Casi desde el origen del pan hasta hace algunos años, se elaboraba con masa madre, que consistía en guardar parte la masa fermentada que se había usado para hacer el pan y emplearla en la siguiente producción de masa. Las levaduras se mantenían así por sí solas, aunque solían ser poco eficaces, por lo que requerían tiempos de “subida de la masa” prolongados (hasta casi un día). Durante el proceso, no sólo se “hinchaba” la masa, sino que ocurrían cambios bioquímicos por el efecto de los microorganismos y la humedad sobre la harina de trigo, que conferían propiedades muy agradables al pan.

En el mundo de panadería industrial se han ido seleccionando las cepas más eficaces en producir la fermentación de pan más rápida y abundante, que unido a “mejorantes” permiten la industrialización y conseguir algo parecido al pan tradicional en menos tiempo. Esta industrialización supone poder aplicar precios más bajos, que unido a la venta de pan caliente (que disimula los defectos sensoriales del pan industrial) ha ocasionado una demanda de este tipo de pan, en detrimento del tradicional, que ha estado a punto de desaparecer.

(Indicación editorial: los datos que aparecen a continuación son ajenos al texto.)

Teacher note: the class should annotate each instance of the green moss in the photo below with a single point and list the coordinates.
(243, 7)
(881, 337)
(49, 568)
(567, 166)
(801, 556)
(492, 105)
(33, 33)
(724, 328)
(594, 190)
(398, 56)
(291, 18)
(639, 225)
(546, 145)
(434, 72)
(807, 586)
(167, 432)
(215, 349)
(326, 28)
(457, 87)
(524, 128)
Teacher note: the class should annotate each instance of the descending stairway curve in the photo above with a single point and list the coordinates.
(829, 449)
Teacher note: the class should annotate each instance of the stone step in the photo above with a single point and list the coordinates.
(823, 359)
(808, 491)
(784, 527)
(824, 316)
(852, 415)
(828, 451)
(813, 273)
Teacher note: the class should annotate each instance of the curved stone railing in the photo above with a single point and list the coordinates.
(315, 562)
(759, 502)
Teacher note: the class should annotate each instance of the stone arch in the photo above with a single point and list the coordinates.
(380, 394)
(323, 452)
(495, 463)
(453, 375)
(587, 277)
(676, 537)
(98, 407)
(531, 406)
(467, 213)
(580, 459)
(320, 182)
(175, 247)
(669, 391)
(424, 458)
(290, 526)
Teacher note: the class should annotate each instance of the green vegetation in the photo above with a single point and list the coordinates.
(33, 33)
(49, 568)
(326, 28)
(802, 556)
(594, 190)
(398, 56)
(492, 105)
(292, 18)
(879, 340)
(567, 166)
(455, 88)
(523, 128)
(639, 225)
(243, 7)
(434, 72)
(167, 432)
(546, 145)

Tratando de rescatar los panes tradicionales, hemos vuelto a recurrir a las masas madre, que para elaborarlas no necesitamos más que poner harina y agua en ambiente templado varios días y dejar que crezcan los microorganismos que porte la harina, del recipiente, o del ambiente. Por tanto, crecen los “microorganismos que estén allí” ¡sin ningún control microbiológico sobre ellos! Aunque, según los divulgadores de la masa madre, si el olor que produce es “asqueroso” o “crecen pelitos” mejor tirarlo y hacer una nueva. Afortunadamente, casi siempre lo que crece son las mismas levaduras que había en las antiguas tahonas (Saccharomyces cerevisiae) y algún Lactobacillus que confieren propiedades agradables a la masa y no son tóxicos, pero no se puede descartar una posible presencia de hongos productores de aflatoxinas, o algún germen patógeno, que no tiene porque dar los aspectos y olores que avisan para rechazar la masa. Por otra parte, la temperatura del horno destruye casi todo microorganismo viviente (pero no algunas aflatoxinas).

Por lo tanto, si la masa es la madre y el padre es el microbio (o conjunto de ellos) que la llenan de vida, los “hijos” son de distintas raleas, que producen los panes de masas madre y que suelen requerir fermentaciones prolongadas de la masa, que es lo que realmente confiere las propiedades que queremos en el pan

¿No sería mejor partir de padres conocidos?